Honestly the CPFs are in worse shape than the 280s at end of life; they at least had full baseline refits up until around the TRUMP MLR (that acronym didn't age well); at retirement the majority of the firemains were only 20-25 years old. Even the newest CPF is beyond that now.

The new Cat DGs are pretty great though; COTs product with an 80% common rail system available at ports across the planet, with an improved enclosure that makes it easier to work on and thousands in service. Pretty much all of the bidders would have been great, but partial to the happy sunflower yellow.

My understanding the CPFs were only designed to be a 25 year ship. And the intention was to begin the replacement design and contacting as the CPFs were finishing up production.
 
My understanding the CPFs were only designed to be a 25 year ship. And the intention was to begin the replacement design and contacting as the CPFs were finishing up production.
Ha ha ha! Yep, the tall foreheads somewhere in the bowls of government decided that once the last frigate left Saint John they could just shut it all down eh? Meanwhile 280's and AOR's were already on the icy step and about to fall and break their hips. In all seriousness I doubt that there was any plan to start the design of the frigate replacement in the 1990's.

We're a nation of the deaf, led by the blind and advised by the dumb.
 
Ha ha ha! Yep, the tall foreheads somewhere in the bowls of government decided that once the last frigate left Saint John they could just shut it all down eh? Meanwhile 280's and AOR's were already on the icy step and about to fall and break their hips. In all seriousness I doubt that there was any plan to start the design of the frigate replacement in the 1990's.

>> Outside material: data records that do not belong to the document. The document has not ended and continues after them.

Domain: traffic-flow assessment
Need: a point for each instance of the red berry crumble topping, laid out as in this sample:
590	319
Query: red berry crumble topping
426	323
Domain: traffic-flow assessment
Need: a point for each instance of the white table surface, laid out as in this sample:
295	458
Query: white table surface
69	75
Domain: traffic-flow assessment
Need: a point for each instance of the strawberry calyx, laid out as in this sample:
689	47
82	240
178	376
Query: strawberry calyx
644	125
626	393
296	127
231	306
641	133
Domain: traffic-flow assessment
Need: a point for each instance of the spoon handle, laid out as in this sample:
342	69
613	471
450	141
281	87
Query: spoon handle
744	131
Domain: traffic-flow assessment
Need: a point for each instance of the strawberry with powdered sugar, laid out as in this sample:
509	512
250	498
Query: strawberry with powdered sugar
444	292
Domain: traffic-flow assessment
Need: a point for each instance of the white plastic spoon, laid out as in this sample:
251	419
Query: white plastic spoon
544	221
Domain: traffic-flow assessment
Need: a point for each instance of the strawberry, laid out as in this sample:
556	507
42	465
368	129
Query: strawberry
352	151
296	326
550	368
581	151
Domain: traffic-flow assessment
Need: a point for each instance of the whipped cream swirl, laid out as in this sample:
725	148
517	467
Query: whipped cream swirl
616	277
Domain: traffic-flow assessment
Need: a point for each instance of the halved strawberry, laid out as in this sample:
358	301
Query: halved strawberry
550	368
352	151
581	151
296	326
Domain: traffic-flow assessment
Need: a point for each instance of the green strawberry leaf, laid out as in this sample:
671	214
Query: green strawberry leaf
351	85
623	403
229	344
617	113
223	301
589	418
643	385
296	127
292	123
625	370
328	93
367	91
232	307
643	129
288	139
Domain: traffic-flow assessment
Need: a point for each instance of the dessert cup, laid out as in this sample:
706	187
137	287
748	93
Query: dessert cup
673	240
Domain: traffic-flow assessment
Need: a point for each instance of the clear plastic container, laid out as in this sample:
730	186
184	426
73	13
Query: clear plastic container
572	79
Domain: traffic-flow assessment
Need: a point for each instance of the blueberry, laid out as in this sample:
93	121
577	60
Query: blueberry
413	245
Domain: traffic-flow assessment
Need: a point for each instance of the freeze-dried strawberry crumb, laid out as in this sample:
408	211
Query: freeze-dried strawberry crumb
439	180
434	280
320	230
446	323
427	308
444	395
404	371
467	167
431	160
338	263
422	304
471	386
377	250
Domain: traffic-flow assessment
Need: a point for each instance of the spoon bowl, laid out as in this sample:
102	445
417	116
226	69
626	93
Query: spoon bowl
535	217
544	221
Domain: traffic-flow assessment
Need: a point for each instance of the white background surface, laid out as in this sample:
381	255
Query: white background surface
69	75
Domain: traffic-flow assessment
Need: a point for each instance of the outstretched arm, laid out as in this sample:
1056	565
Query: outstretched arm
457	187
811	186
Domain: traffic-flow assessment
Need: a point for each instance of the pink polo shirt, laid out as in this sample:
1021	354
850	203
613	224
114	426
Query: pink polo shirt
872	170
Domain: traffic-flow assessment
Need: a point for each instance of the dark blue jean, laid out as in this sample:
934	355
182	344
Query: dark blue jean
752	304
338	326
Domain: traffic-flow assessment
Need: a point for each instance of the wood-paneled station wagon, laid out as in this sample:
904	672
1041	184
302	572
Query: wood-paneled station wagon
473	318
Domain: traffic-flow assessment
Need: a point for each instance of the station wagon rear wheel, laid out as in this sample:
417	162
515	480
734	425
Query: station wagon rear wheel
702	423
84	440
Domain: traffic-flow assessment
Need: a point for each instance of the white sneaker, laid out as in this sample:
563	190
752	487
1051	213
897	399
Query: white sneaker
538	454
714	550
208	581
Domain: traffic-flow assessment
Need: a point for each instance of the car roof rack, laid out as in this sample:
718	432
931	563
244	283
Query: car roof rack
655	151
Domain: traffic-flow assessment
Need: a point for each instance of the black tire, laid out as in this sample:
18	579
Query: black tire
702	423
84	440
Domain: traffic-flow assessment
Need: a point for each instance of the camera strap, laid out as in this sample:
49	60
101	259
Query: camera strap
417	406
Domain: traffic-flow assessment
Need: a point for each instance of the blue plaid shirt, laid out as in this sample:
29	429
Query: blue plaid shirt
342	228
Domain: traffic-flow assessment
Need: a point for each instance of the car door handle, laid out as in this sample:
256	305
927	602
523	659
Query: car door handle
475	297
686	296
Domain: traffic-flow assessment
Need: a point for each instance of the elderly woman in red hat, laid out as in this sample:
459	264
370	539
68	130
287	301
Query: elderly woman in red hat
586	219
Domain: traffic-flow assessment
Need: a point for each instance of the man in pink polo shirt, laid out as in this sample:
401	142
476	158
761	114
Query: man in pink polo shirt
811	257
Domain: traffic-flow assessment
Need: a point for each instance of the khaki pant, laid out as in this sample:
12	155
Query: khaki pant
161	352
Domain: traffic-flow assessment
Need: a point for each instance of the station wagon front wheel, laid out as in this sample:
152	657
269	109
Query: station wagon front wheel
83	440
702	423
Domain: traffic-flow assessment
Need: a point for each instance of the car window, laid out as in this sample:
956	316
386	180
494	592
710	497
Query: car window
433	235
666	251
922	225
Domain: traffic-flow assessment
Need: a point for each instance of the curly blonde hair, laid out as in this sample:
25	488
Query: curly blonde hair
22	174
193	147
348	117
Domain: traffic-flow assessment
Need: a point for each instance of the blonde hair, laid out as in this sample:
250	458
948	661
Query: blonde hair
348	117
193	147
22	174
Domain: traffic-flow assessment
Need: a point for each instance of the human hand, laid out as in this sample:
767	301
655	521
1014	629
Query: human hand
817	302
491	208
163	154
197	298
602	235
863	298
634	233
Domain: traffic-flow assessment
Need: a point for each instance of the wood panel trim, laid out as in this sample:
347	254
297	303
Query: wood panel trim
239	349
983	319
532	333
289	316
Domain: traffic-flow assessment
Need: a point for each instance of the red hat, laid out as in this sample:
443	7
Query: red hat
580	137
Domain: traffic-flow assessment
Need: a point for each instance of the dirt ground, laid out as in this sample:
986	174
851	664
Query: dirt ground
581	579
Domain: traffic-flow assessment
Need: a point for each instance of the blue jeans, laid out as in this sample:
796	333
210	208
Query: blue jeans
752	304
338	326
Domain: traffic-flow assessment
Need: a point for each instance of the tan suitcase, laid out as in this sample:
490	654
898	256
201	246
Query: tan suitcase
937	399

We're a nation of the deaf, led by the blind and advised by the dumb.
The '90s I remember were all about fighting the deficit and constitutional crisis. Everything else was secondary to purposes.
 
The '90s I remember were all about fighting the deficit and constitutional crisis. Everything else was secondary to purposes.
Oh for sure, Force Reduction Plan anyone? But a senior bureaucrat or backroom boy with some foresight could have thought..."hmm, we keep this capability going and spread the cost over 40 years or we shut it down and spend 10x the amount to get a third of the capability."

Oh who am I kidding, those types of long range thinkers are rooted out and reprogrammed within months of joining the hive mind.